Unfortunately, sometimes I feel like talking about that more often leads to a level of anger or annoyance on the part of people who don't feel that way, even though there is so much less media and discussion about those things in general. A lot of this is more relevant to irl straight friends I have and stuff, where it's fine for them to talk about all of the things they like when it relates to men or romance centered around men, but I don't necessarily have the same ability/level of acceptance from them to discuss media focused on anything else wrt romance/sexuality. Don't get me wrong, I have a lot of queer friends and whatnot, but most of them live elsewhere now (I also live elsewhere from many of them) and in general, the majority of people I'm exposed to in regular life are usually straight bc statistically that's just how it is and everything. It frustrates me though how it feels so acceptable for them to talk about whatever male celebrity/char or straight romance thing is popular, but I just kind of have to stand there and nod while wishing I could talk about the stuff I like too when it comes to like, wlw/lesbian media or whatever. That sounds selfish, but I feel like it reflects society’s general view on anything queer, and I think that’s why it gets to me more. Like maybe it wouldn’t bother me so much if that wasn’t the default/if I could speak about things as freely too. I know a lot of people feel that way, I don’t mean to make that or any of this post sound like some experience that is unique to me.

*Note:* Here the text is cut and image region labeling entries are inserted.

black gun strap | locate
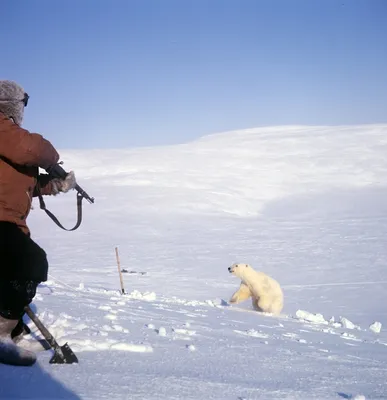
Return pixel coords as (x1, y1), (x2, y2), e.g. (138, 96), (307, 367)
(38, 189), (83, 231)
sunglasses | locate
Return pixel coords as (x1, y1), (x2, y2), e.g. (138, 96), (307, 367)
(22, 93), (30, 107)
(0, 93), (30, 107)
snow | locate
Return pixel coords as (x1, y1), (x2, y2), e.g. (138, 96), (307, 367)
(0, 124), (387, 400)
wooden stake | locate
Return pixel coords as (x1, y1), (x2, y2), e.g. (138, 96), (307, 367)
(116, 247), (125, 294)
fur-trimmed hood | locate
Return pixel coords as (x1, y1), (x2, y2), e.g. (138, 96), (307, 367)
(0, 80), (25, 126)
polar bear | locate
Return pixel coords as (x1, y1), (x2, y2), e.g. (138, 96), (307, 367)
(228, 263), (284, 315)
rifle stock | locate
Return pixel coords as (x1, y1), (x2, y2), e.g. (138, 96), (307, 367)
(46, 164), (94, 203)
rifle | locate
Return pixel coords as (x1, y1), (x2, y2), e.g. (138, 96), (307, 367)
(46, 161), (94, 203)
(38, 161), (94, 231)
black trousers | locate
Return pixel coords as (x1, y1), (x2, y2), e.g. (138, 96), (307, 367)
(0, 221), (48, 319)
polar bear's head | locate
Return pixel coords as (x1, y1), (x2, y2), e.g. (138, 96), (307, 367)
(228, 263), (252, 278)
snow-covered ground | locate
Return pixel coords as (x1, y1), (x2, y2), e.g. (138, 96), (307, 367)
(0, 125), (387, 400)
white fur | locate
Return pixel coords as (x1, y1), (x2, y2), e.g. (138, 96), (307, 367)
(229, 263), (284, 315)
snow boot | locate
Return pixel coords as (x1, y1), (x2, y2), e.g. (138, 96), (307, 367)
(0, 316), (36, 366)
(11, 318), (31, 344)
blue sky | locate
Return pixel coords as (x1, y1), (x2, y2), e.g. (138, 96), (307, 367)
(0, 0), (387, 148)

Anyway. I'm sorry if this vent comes off as weird or abrasive at all. It's really, really not my intention, nor is it directed at any one person or relationship and is more just a reflection on how my emotions are now when I think about cisheternormative society and that kind of thing. In the past I was able to kind of...blind myself to a lot of it, I think, or at least be more jokey about it in the times when it did annoy me. And after the years of working to distance myself from it, these aspects of it have started to seem really pervasive, even more so than I felt they were before. Like I said, I don't feel good about feeling these things and I don't want to always feel them. I hope I can work through them and get to a place where they don't bother me, or at least, not as much as now. I truly think it's a situation of like…breaking free of my own binds/feeling this freedom now and seeing things in a different light than I was able to before when I had the blinders on, and maybe once I settle into myself more, I’ll be able to shake those emotions off or find better ways to cope with them. I feel like a lot of this is stuff that’s always existed and always will, and the ways in which society operates are very hard to change, but I can kind of adapt the way I see and experience things so that they’re healthier for me. I’m just. Still in the early stages of doing that, and maybe it will take a little time to understand how to make it more productive/easier for myself. I didn’t get to this place overnight, and I’m sure I have a lot more to learn on this particular journey.